The Philippine Stock Exchange index (PSEi) fell 59.97 points, or 0.99 percent, to close at 5,984.20. While the broader market saw declines led by the banking sector, the mining index managed to buck the downward trend.
Trading remained active with 1.65 billion shares changing hands, valued at ₱7.88 billion. Market breadth was negative, with 100 decliners overtaking 78 gainers, while 78 issues remained unchanged.
Market participants turned cautious after Iran signaled it had no intention of engaging in diplomatic talks with the US, a development that dimmed hopes for a swift de-escalation of conflict in the Middle East.
The resulting uncertainty prompted a wave of profit-taking among local traders who opted to flatten their positions rather than hold through potential volatility.
“The Philippine market declined after ending in the green in the previous session, as investors engaged in profit-taking and likely maintained short-term positions amid persistent uncertainty in the Middle East,” said Luis Limlingan, managing director at Regina Capital Development Corp.
Domestic headwinds also pressured equities after the Bangko Sentral ng Pilipinas (BSP) signaled a hawkish stance to combat stubborn price pressures. Following an off-cycle meeting where the central bank maintained its key policy rate, analysts warned that inflation could remain elevated, potentially breaching the government’s target ceiling of four percent.
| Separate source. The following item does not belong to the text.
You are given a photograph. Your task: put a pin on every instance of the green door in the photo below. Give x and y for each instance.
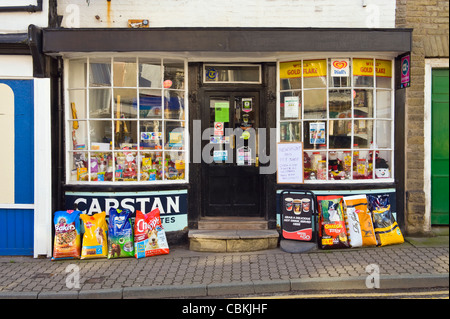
(439, 151)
The pullback followed a brief period of optimism where the index had attempted to stabilize. Japhet Tantiangco, research manager at Philstocks Financial Inc., noted that the rally was short-lived as the lack of a diplomatic resolution between Washington and Tehran soured the global appetite for risk assets.
Investor focus remains centered on the central bank's next move and the trajectory of global oil prices, which have fluctuated in response to the Middle East crisis. High interest rates and the threat of sustained inflation continue to cloud the outlook for corporate earnings, particularly for rate-sensitive sectors like property and banking.